Additionally, the origination of the name Kodak has been under debate since it was trademarked in 1888. Eastman refused to admit the word Kodak was Houston’s brainchild. Instead, Eastman said the word meant nothing, and that he had “pulled it out of thin air,” according to museum records including official press releases from the Eastman Kodak Company. The name was patented under Eastman’s name before Houston sold his patents.
“Houston named the invention [his first camera] Kodak, after the state of North Dakota, in 1880, then patented the device,” Hammer wrote. Hammer was witness to Houston’s mental anguish toward the end of his life, according to U.S. Patent Office records. “But because it is not permissible to patent the name of an invention, it was agreed that Eastman, after he took over Houston’s patent output, should register Kodak as a trademark – making him heir to the name.”
“Mr. Houston, of course, during the 1880s, realized that he was engulfed by forces beyond his control,” Hammer wrote. “He was not a fighter in such a sense. It was apparent to him that two courses lay open. He must fall in line, appease, or cease inventing.”
Invention was his life. He could not choose the latter, and eventually his patents were swallowed by Eastman’s ambitions to combine the portable camera and the flexible film concepts.
By the winter of 1906, Houston had already decided to end his camera inventions.
“Houston was so disillusioned over his treatment by Eastman that he ordered all his photographic inventions and cameras destroyed,” museum records report.
Houston died in his bed in the room open to tourists inside the Houston House at Bonanzaville. He left behind a modest estate, which was quickly divided up according to his wishes. The Houston House was split in two, passing through different owners until it eventually arrived in West Fargo’s Bonanzaville Village.
Eastman went on to create a company worth $200 million, according to the Minneapolis Tribune. He committed suicide by shooting himself in the heart on March 14, 1932.
Houston the ghost
As of April 26, 2016, a pillow inside the southeast room had a perfect human head’s indentation, as if someone taken a nap on it. Could it be Houston’s, or his son’s spirit, who died young while at sea? Or could it have been Annie Houston, the beautiful woman who unlike her talking parrots proved difficult to cage?
“If I had to choose anyone it would be Mr. Houston,” Missy said. “I feel he was ripped off to a certain extent.
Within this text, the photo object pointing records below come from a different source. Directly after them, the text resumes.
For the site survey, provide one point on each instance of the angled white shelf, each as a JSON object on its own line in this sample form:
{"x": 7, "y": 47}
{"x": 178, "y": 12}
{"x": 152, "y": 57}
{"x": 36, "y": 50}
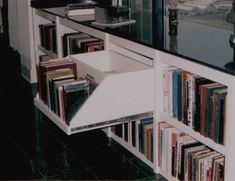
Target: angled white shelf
{"x": 125, "y": 91}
All the accusations came out and said he didn’t invent these things, but there is no solid proof that he didn’t invent.” Some newspaper and magazine articles attribute Houston’s inventions to a brother in Wisconsin, claiming that David Houston was only the patent lawyer.
The Eastman Kodak Company did not respond to requests for a response, but according to recent press releases, the company’s official position had not changed. Houston was not recognized officially for his inventions or for creating the name Kodak. Patent paperwork dating from the 19th century disagrees with the Eastman Kodak Company’s position.
“They were kind and giving people,” Missy said of the Houston family. Once, when a fire broke out in Hunter, North Dakota, Houston rushed to help, and being a landowner assisted anyone whose assets were harmed during the conflagration, museum records report.
“If David and Annie are still there,” Missy said, “so be it.”